On Monday night, Rep. Nancy Mace told reporters she would oppose a measure kicking Democratic Rep. Ilhan Omar off the House Foreign Affairs Committee. With several other Republicans voicing concerns over the move and some absences this week, the push would be an early test of the Republican whip operation in a slim majority.
Pressure from Republican leaders began building on Mace quickly: As he walked by while Mace spoke to reporters, House Majority Leader Steve Scalise quipped that “after she and I talk,” Mace’s vote might change. Mace brushed off that possibility: “Ha ha, yeah, okay,” she responded to Scalise in an interview with Mychael Schnell of The Hill. “No.”
But the measure ultimately passed with two votes to spare Thursday with Mace’s support. The showdown—and behind-the-scenes deal Mace cut with House Speaker Kevin McCarthy—show how the tight Republican majority is forcing GOP leaders to the negotiating table to advance their agenda.

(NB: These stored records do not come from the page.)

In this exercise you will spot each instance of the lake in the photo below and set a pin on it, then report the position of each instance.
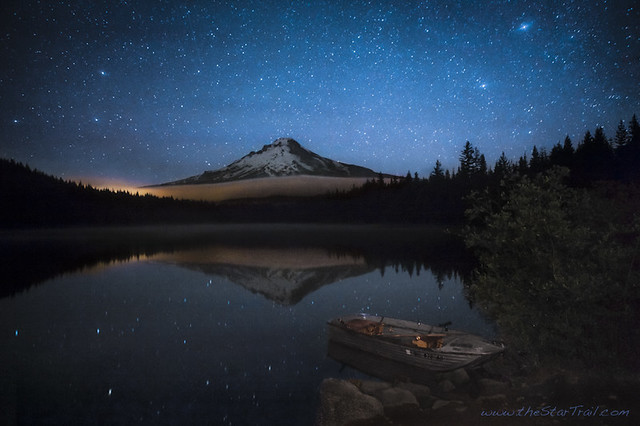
(204, 324)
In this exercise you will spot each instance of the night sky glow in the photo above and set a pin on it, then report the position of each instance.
(152, 91)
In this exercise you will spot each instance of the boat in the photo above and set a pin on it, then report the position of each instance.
(418, 345)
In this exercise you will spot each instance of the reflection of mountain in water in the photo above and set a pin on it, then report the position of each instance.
(327, 253)
(283, 275)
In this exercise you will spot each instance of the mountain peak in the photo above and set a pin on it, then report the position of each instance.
(283, 157)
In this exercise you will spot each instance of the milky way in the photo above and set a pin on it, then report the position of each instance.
(152, 91)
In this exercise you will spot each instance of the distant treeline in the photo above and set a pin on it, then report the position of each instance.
(32, 199)
(443, 195)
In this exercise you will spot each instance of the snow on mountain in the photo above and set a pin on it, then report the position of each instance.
(284, 157)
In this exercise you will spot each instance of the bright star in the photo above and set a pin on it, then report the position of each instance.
(524, 26)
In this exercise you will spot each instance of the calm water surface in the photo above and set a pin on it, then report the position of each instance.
(212, 333)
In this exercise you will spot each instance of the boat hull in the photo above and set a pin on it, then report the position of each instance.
(396, 341)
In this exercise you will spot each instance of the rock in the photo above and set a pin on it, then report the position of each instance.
(341, 403)
(491, 387)
(396, 398)
(457, 377)
(492, 400)
(419, 391)
(439, 404)
(447, 386)
(370, 387)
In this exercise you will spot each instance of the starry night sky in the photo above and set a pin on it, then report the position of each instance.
(152, 91)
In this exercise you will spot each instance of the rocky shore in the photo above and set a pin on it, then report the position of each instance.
(493, 394)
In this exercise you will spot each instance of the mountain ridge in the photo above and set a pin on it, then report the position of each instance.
(283, 157)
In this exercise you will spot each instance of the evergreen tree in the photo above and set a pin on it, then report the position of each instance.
(468, 161)
(502, 168)
(634, 132)
(438, 172)
(622, 136)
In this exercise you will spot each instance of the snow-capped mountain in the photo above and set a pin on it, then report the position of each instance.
(284, 157)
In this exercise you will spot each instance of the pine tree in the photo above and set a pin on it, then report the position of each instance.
(502, 168)
(468, 161)
(438, 172)
(622, 136)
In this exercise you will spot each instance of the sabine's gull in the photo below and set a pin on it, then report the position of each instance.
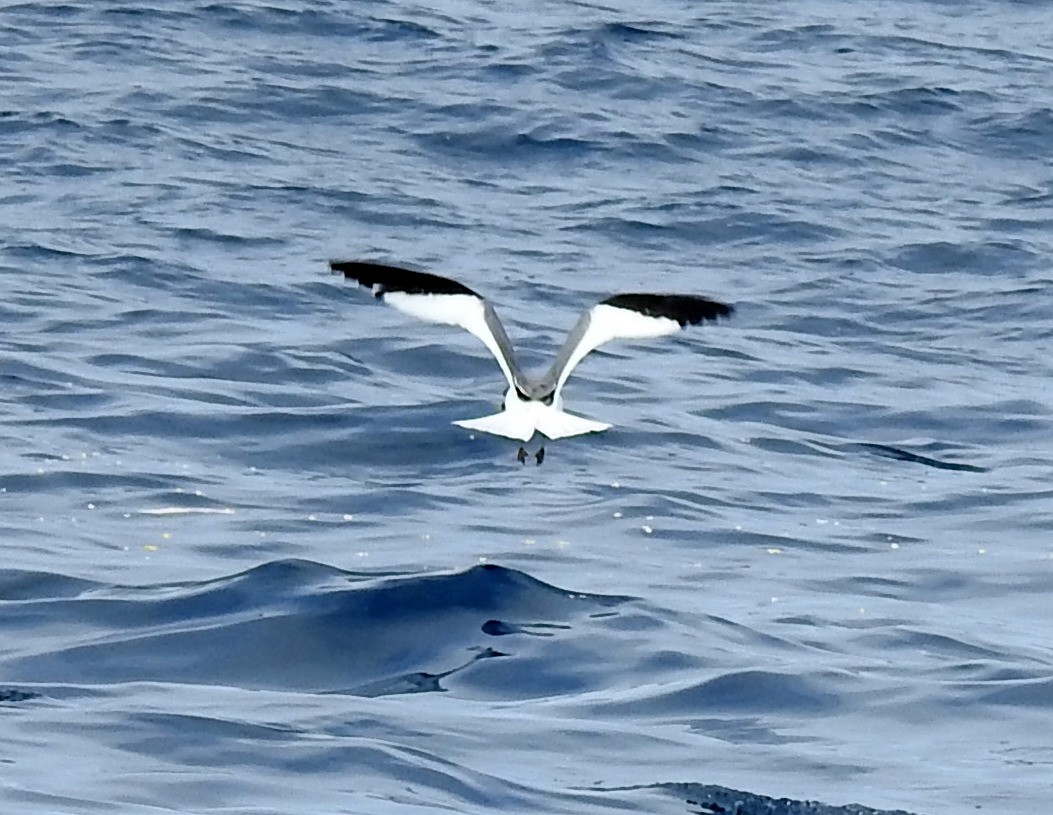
(531, 404)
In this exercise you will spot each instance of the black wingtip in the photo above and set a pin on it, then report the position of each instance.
(684, 309)
(384, 278)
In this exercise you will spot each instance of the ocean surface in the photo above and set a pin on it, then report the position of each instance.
(251, 567)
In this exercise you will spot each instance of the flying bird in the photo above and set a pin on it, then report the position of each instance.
(531, 404)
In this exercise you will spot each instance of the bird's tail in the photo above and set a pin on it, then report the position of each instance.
(550, 421)
(500, 424)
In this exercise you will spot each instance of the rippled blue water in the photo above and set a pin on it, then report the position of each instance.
(251, 567)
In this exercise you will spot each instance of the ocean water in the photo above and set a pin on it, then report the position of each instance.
(250, 567)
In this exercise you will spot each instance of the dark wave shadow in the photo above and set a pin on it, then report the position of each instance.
(887, 451)
(286, 624)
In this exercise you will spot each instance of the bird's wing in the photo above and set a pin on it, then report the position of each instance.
(436, 299)
(629, 316)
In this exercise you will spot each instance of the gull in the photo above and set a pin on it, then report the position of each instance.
(531, 404)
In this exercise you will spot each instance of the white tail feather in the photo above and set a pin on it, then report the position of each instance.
(528, 417)
(501, 423)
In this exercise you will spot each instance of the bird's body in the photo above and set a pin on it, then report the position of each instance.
(531, 404)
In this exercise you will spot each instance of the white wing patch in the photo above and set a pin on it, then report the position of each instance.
(463, 311)
(610, 322)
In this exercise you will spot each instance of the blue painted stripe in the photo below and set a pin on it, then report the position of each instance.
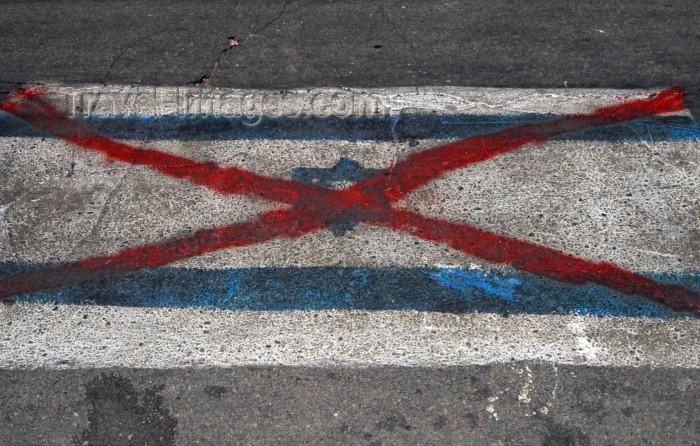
(405, 127)
(504, 291)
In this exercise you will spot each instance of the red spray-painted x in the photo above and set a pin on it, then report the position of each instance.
(311, 208)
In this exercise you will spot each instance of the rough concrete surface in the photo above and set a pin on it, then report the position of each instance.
(292, 44)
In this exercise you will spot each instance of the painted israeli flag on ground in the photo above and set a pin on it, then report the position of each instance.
(168, 227)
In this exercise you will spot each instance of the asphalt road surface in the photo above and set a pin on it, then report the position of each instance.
(283, 45)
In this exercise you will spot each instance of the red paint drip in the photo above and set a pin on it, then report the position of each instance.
(369, 201)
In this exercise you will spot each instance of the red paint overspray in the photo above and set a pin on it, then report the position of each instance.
(370, 201)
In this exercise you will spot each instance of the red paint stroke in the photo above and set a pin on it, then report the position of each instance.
(314, 208)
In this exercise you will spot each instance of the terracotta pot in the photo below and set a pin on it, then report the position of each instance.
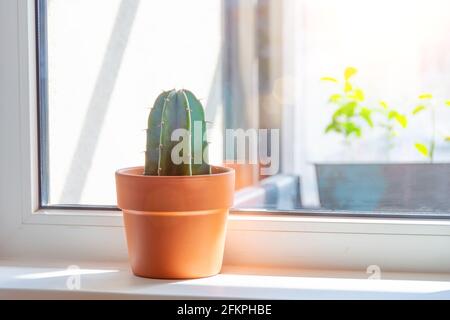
(175, 225)
(246, 174)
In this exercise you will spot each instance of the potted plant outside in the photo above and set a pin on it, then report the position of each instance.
(175, 208)
(385, 185)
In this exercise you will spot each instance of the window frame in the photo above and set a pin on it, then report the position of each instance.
(253, 240)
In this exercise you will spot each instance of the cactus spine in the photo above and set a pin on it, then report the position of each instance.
(176, 110)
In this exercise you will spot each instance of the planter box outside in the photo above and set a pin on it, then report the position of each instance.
(417, 187)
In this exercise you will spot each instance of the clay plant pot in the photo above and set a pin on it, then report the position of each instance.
(175, 225)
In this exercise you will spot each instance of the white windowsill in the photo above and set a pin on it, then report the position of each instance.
(115, 281)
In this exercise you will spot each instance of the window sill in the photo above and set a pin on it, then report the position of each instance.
(115, 281)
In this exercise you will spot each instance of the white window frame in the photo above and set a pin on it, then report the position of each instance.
(253, 240)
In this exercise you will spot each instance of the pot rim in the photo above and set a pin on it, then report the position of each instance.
(129, 171)
(138, 192)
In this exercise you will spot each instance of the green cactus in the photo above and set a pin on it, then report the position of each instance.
(176, 110)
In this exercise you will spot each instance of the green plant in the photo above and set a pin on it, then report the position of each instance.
(391, 120)
(350, 112)
(428, 104)
(174, 110)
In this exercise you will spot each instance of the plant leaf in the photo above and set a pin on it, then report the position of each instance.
(359, 94)
(335, 98)
(418, 109)
(347, 87)
(351, 128)
(401, 119)
(366, 115)
(347, 110)
(330, 79)
(383, 104)
(350, 72)
(422, 149)
(426, 96)
(332, 127)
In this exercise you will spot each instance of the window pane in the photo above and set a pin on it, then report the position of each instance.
(359, 91)
(107, 61)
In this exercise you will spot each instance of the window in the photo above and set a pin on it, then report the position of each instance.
(267, 52)
(361, 101)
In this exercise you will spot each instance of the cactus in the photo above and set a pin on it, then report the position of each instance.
(176, 110)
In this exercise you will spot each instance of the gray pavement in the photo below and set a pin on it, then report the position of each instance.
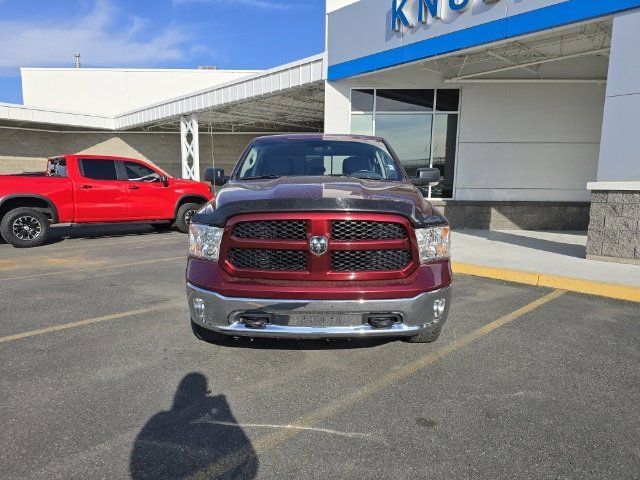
(553, 253)
(548, 391)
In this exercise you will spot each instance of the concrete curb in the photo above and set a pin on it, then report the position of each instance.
(601, 289)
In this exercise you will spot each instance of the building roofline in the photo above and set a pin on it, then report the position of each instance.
(161, 70)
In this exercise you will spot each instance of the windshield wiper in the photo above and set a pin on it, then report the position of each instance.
(261, 177)
(354, 176)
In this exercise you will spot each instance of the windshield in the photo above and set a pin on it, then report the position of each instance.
(297, 158)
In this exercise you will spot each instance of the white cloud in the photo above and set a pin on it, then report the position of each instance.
(266, 4)
(105, 36)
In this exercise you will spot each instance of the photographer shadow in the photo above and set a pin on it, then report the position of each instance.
(199, 435)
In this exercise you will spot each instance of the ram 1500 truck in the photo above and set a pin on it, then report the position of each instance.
(320, 236)
(94, 189)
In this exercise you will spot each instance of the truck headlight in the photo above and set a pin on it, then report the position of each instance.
(204, 241)
(433, 243)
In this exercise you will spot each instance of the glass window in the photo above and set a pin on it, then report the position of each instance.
(99, 169)
(362, 124)
(409, 136)
(445, 129)
(362, 159)
(136, 172)
(362, 100)
(406, 118)
(448, 100)
(404, 100)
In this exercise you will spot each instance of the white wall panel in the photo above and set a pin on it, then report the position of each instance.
(532, 113)
(540, 171)
(112, 91)
(619, 158)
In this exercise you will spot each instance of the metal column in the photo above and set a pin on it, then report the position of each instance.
(190, 144)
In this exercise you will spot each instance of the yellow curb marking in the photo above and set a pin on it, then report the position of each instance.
(82, 323)
(601, 289)
(265, 443)
(96, 269)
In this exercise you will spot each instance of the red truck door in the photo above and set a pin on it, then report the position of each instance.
(100, 195)
(149, 197)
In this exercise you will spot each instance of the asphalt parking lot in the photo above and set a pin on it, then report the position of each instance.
(100, 377)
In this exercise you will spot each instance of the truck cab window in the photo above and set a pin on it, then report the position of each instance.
(136, 172)
(57, 167)
(99, 169)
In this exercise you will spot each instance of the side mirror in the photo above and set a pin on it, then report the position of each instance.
(215, 175)
(427, 177)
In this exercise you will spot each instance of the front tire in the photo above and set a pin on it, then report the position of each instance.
(24, 227)
(428, 336)
(183, 217)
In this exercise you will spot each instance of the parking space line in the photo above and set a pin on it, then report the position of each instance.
(90, 321)
(74, 245)
(95, 268)
(264, 444)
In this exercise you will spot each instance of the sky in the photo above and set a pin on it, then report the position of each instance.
(230, 34)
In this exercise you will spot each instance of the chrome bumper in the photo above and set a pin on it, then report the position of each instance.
(222, 315)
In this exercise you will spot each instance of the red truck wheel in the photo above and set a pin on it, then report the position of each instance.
(183, 218)
(24, 227)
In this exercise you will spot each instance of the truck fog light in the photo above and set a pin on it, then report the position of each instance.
(199, 308)
(438, 307)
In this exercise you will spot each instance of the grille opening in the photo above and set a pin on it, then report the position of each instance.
(367, 230)
(272, 230)
(369, 260)
(262, 259)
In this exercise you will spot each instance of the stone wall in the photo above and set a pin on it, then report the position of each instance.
(27, 150)
(515, 215)
(614, 229)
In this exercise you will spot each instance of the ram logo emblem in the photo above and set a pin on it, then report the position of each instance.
(319, 245)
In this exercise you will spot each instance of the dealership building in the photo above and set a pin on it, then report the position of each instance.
(529, 108)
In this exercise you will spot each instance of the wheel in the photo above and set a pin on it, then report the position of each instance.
(24, 227)
(183, 218)
(428, 336)
(205, 335)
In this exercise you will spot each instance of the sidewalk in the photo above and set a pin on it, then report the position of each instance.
(553, 259)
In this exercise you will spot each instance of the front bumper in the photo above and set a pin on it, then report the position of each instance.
(318, 318)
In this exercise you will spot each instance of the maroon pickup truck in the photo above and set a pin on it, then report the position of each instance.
(320, 236)
(94, 189)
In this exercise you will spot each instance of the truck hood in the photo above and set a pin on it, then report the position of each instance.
(319, 194)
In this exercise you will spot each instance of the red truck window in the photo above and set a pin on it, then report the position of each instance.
(136, 172)
(98, 169)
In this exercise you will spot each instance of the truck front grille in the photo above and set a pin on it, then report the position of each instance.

Republican leaders planned to remove Omar from Foreign Affairs because of antisemitic comments she made in 2019. It was also, in part, a response to Democrats: When they controlled the House in the last Congress, Democratic leaders moved to boot GOP Reps. Marjorie Taylor Greene and Paul Gosar from their committees for their own controversial statements, a departure from party leaders policing their own members.